Le choix du couvert peut se faire parmi des espèces qui, dans des conditions de semis relativement tardives (fin août, début septembre), ont peu de chances de fleurir avant la date de destruction réglementaire. Concernant les moutardes et radis nématicides, il convient d’être prudent.
Pour les moutardes nématicides les plus tardives, dans les essais conduits par l’ITB, les floraisons ont débuté (avec moins de 3 % de plantes fleuries) au plus tôt autour des 1 000 °j. Pour les radis nématicides, plus tardifs que les moutardes, les floraisons (< 3 %) ont débuté au-delà de 1200 °j, à l’exception des variétés les plus précoces (Arena, Litinia).
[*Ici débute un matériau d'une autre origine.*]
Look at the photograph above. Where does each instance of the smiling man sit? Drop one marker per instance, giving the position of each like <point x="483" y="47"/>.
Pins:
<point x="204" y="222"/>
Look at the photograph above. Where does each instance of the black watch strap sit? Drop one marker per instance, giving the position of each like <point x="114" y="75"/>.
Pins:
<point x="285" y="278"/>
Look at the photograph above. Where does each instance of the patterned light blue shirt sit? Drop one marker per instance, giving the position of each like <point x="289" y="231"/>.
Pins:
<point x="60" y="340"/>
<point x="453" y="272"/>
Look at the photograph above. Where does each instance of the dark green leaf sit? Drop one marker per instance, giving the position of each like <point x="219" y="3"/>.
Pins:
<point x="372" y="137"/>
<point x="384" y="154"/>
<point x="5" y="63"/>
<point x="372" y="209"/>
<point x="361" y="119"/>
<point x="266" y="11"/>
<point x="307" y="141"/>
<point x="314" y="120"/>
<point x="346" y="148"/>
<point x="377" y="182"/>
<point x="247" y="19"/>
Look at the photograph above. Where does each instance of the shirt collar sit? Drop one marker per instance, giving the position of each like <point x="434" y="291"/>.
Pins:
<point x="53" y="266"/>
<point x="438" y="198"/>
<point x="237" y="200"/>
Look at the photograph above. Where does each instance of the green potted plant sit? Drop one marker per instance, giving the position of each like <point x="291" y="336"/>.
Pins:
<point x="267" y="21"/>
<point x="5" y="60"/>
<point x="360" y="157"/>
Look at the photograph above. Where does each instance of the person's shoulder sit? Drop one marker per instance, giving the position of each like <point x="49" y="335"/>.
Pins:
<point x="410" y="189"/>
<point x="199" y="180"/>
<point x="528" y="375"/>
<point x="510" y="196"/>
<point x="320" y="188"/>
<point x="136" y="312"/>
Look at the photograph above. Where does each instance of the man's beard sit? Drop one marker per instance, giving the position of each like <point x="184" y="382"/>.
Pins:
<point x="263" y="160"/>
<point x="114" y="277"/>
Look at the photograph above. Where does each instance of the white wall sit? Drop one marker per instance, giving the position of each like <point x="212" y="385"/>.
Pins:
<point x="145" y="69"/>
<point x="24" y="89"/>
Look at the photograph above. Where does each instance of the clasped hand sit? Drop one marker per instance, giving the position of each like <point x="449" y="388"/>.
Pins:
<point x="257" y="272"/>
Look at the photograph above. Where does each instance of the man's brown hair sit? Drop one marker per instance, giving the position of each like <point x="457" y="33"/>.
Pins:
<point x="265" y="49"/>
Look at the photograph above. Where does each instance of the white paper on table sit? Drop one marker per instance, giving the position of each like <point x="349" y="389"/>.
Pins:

Le déclenchement des floraisons n’est pas uniquement lié à la somme de degrés-jours : il peut dépendre aussi des durées des jours, de conditions particulièrement sèches, etc. Le tableau 1 indique, pour quelques stations météorologiques, les sommes de degrés-jours selon différentes durées de mise en place des couverts. Dans tous les cas, les variétés de moutardes précoces ne seront pas adaptées, que ce soit en pur ou en mélange.
En anticipation d’une situation de floraison inopinée du couvert, il convient de prendre contact avec la DDTM de sa région, pour voir les possibilités dérogatoires de destruction, avant la limite réglementaire.
Les règles d’autorisation des cultures dans la succession après betteraves traitées NNI sont basées sur leur attractivité vis-à-vis des pollinisateurs.
Elles tiennent compte des délais de dégradation des matières actives dans le sol.
Pour les couverts d’interculture, le choix des espèces est contraint uniquement si le couvert venait à fleurir. L’été 2023 sera la dernière période d’interculture concernée par les contraintes liées au dérogations accordées.